Rolle rückwärts: EuGH revidiert HOAI-Urteil Politik & Wirtschaft | 13.09.2022 | Lars Bargmann

Der Europäische Gerichtshof (EuGH) hat am 18. Januar 2022 einen Salto rückwärts hingelegt. Vor drei Jahren hatten die obersten europäischen Richter geurteilt, dass die deutsche Honorarordnung für Architekten und Ingenieure (HOAI) teilweise rechtswidrig sei und die von den Baukosten abgeleiteten Mindestund Höchstsätze für die Honorare unwirksam, weil sie gegen die europäische Dienstleistungsrichtline verstoßen. Der Bundesgerichtshof (BGH) entschied im Mai 2000, dass Luxemburg sich damit noch einmal befassen müsse. Hat Luxemburg. Nun sieht es wieder ganz anders aus. Ein neues BGH-Urteil bringt Auftraggeber in Bedrängnis.

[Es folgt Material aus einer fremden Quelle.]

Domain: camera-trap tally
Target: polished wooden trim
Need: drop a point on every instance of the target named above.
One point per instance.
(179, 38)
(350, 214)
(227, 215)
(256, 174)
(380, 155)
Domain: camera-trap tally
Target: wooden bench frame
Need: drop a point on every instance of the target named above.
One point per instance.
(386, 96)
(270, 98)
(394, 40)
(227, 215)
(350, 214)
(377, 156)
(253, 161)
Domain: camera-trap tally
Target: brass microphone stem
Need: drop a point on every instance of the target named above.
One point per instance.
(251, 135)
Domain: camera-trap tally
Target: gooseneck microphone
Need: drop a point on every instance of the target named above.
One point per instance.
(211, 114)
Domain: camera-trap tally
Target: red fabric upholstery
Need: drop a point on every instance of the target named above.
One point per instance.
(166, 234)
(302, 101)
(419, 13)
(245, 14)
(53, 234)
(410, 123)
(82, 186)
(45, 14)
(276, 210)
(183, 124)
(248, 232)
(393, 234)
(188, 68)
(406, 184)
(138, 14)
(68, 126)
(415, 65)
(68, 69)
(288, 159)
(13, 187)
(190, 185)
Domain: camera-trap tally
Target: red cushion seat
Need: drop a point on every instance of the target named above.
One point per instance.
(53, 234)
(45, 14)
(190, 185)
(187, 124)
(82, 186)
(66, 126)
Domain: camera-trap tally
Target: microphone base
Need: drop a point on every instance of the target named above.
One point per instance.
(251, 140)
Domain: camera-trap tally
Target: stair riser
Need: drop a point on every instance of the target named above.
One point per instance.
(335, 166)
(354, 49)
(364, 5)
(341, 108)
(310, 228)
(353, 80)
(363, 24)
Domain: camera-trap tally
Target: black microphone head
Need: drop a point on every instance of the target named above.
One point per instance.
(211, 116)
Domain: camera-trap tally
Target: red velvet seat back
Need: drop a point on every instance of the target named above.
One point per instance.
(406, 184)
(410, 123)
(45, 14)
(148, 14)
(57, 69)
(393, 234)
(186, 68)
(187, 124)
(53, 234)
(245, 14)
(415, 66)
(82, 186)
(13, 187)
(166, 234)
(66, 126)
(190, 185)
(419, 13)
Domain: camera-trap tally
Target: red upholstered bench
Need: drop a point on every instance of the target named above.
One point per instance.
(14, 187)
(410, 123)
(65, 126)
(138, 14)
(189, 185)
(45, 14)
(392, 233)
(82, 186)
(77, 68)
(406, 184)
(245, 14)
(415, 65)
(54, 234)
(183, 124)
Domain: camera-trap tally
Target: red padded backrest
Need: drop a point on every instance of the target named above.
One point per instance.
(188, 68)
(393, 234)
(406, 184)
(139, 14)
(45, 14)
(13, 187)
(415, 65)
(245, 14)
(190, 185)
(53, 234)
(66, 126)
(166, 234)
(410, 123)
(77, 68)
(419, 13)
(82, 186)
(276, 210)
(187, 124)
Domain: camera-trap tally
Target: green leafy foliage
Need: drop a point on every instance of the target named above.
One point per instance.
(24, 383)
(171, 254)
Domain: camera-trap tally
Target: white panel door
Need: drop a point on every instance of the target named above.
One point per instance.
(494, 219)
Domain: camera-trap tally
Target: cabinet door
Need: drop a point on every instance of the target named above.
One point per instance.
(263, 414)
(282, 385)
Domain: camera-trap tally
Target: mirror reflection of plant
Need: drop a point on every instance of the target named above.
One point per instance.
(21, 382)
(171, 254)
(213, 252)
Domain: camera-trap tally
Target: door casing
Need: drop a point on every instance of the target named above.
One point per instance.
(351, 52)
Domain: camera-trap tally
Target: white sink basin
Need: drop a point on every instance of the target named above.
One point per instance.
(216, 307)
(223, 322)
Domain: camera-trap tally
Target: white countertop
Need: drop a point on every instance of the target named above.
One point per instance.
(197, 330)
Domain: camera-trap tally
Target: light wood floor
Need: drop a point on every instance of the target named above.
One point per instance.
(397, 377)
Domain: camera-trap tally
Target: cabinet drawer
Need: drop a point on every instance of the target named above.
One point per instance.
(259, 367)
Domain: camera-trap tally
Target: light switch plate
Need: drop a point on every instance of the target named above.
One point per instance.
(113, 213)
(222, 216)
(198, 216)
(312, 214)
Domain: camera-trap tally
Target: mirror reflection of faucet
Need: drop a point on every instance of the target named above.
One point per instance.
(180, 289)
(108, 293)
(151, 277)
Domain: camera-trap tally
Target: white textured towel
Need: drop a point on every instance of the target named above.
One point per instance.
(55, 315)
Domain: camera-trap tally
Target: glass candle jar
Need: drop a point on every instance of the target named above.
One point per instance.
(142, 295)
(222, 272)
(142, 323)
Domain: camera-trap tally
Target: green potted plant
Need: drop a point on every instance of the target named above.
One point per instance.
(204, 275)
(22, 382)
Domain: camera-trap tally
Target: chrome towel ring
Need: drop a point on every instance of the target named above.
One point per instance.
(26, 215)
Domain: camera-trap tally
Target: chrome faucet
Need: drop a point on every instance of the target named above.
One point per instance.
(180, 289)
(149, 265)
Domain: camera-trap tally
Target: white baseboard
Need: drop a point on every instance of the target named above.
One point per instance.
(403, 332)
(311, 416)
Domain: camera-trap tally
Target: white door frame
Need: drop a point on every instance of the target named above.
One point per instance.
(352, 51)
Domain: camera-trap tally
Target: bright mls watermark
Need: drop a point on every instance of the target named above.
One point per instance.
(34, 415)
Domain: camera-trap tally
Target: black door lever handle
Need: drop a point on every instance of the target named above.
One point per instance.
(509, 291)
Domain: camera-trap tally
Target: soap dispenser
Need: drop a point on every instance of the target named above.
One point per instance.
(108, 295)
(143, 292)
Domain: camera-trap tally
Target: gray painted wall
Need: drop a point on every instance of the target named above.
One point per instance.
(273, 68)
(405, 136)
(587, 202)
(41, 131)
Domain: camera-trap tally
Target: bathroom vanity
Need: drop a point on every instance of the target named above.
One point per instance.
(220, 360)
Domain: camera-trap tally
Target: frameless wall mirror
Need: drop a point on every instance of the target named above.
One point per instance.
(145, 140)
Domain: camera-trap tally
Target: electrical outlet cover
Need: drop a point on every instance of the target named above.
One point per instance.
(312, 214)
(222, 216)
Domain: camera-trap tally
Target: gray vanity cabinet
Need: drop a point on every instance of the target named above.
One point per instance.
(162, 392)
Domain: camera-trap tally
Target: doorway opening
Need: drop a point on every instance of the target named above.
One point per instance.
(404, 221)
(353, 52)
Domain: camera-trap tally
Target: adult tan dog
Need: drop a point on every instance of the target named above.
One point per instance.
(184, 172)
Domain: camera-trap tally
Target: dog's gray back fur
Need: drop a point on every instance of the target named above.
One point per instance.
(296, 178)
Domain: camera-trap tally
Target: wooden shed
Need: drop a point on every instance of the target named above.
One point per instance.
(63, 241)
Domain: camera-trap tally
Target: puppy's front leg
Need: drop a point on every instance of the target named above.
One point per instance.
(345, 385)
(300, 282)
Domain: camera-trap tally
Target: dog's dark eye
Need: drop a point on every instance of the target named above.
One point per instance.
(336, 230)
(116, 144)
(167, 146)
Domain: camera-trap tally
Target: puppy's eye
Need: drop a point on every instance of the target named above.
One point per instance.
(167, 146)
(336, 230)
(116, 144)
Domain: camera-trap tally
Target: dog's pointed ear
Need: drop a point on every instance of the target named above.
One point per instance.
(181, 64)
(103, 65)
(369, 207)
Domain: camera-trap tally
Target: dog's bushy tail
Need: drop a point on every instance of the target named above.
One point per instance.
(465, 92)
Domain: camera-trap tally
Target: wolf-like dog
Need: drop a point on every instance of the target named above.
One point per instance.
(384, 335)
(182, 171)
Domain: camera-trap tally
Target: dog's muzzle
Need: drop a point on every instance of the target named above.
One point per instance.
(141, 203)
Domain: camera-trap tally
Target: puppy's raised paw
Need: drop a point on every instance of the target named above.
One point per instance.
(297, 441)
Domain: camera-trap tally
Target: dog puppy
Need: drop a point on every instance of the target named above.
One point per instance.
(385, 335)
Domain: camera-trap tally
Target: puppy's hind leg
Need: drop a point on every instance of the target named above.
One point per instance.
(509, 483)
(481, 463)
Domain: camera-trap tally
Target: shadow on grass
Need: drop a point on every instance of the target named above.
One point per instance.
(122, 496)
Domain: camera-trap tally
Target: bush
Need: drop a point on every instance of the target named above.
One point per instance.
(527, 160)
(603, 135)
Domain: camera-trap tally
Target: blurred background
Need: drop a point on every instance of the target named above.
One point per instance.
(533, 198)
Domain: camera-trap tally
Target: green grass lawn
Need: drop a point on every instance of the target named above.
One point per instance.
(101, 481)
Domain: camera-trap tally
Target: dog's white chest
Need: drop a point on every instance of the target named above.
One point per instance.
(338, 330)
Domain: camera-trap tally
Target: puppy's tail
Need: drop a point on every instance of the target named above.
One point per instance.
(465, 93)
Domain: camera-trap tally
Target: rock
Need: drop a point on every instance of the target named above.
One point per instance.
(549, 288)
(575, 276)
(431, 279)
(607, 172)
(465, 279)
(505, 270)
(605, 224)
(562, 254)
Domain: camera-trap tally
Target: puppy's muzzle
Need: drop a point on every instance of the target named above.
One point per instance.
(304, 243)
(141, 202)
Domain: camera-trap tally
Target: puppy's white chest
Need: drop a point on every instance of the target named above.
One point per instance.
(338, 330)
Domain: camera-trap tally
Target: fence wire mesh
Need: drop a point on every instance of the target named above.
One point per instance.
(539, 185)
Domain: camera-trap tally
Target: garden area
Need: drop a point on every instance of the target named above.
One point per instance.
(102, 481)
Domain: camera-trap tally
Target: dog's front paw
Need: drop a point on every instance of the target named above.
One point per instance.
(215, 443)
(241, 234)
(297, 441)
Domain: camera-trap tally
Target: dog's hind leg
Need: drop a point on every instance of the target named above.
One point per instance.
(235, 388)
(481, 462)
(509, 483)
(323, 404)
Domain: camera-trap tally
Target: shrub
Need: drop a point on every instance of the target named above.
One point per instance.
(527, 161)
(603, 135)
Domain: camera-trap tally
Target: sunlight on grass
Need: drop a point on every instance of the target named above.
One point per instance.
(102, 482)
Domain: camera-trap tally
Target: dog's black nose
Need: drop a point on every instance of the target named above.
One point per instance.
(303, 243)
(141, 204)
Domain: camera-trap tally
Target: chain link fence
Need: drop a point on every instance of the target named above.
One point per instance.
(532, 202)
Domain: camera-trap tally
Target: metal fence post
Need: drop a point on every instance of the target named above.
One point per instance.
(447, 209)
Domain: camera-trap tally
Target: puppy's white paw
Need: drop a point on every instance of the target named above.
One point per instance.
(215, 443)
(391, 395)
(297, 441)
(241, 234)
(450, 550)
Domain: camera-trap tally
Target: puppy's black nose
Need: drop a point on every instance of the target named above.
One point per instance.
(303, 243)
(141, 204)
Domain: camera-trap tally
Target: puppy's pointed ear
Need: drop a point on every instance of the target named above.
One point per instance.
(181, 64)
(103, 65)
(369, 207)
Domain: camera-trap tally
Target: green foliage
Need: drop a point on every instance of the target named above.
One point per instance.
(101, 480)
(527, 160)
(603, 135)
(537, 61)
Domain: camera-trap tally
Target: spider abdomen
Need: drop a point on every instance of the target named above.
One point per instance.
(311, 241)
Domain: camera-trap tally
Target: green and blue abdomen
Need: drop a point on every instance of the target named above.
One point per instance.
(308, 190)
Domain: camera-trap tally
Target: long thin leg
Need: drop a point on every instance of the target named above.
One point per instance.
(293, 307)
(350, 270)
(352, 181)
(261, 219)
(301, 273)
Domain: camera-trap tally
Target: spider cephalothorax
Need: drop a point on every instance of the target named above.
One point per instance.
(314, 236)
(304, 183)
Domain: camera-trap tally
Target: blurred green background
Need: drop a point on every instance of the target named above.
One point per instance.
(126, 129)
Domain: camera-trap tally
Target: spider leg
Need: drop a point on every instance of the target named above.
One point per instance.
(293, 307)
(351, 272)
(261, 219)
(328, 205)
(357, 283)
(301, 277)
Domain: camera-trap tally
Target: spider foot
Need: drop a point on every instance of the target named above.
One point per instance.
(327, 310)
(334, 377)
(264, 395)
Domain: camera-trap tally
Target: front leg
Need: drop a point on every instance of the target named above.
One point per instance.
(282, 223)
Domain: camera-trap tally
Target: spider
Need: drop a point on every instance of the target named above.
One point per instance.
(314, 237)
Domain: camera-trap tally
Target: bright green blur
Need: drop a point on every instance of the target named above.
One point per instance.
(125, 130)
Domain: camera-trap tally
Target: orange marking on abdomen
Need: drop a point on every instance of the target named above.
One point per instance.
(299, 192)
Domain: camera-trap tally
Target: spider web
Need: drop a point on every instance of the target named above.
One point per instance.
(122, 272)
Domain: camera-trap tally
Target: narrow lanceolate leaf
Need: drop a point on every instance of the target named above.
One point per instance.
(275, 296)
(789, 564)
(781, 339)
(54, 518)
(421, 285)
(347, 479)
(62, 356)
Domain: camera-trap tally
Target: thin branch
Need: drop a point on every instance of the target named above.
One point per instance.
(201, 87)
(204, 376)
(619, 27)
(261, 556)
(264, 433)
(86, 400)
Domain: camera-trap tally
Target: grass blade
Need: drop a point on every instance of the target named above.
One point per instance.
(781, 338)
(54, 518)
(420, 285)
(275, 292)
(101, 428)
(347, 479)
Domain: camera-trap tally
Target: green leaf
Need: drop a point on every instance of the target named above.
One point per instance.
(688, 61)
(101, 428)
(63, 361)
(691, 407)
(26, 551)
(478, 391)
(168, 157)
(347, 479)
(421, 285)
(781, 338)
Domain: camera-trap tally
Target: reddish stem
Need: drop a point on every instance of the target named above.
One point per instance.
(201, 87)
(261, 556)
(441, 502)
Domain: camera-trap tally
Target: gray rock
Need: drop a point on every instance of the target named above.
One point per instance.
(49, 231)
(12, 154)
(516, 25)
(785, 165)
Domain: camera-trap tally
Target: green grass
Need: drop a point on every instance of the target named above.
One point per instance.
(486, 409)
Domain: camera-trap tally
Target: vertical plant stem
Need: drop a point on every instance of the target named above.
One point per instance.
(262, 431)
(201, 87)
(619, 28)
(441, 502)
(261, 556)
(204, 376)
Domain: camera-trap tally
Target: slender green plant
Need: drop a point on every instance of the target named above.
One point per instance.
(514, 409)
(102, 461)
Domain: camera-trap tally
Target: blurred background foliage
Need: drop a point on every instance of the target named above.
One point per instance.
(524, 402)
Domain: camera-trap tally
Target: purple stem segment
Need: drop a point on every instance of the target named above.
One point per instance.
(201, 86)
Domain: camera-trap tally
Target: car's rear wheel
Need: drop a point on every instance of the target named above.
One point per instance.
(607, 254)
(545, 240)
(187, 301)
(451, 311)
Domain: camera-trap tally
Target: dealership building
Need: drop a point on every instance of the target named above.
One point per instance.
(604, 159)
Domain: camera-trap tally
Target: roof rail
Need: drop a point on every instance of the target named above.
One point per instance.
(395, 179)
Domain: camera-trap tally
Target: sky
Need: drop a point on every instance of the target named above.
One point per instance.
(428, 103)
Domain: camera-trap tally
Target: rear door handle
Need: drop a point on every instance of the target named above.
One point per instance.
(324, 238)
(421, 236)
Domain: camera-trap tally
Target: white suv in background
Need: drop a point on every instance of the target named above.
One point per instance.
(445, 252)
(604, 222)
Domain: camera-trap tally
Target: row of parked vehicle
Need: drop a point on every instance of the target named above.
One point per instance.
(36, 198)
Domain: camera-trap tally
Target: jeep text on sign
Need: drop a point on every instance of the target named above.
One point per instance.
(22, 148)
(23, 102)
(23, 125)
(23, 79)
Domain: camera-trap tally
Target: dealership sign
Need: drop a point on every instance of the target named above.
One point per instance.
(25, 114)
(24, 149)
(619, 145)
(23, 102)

„Im Kern haben wir jetzt wieder den alten Rechtszustand, der vor dem EuGH-Urteil von 2019 wirksam war“, sagt Nicolas Schill von der Staufener Baurechtsspezialistenkanzlei Steiger, Schill & Kollegen, die von den Magazinen Capital, brandeins und Focus aktuell unter den besten Baurechtskanzleien in Deutschland geführt werden. Die Entscheidung gilt für alle noch anwendbaren Fassungen der HOAI und bis zum Jahresende 2020 geschlossene Verträge. Bei stufenweiser Beauftragung auch
für danach abgerufene Stufen.

Und dieser Kern sieht so aus: Wenn Architekten oder Ingenieure mit ihren privaten Auftraggebern für bestimmte Leistungen Pauschalen vereinbart hatten, können sie bei der Schlussrechnung trotzdem immer den HOAI-Mindestsatz verlangen. Es sei denn, die Architekten haben die Schlussrechnung bereits gestellt und der Auftraggeber hat diese auch bezahlt. Dann ist das Geschäft final erledigt. Allein in Staufen liegen derzeit mehr als ein Dutzend nicht erledigter Fälle.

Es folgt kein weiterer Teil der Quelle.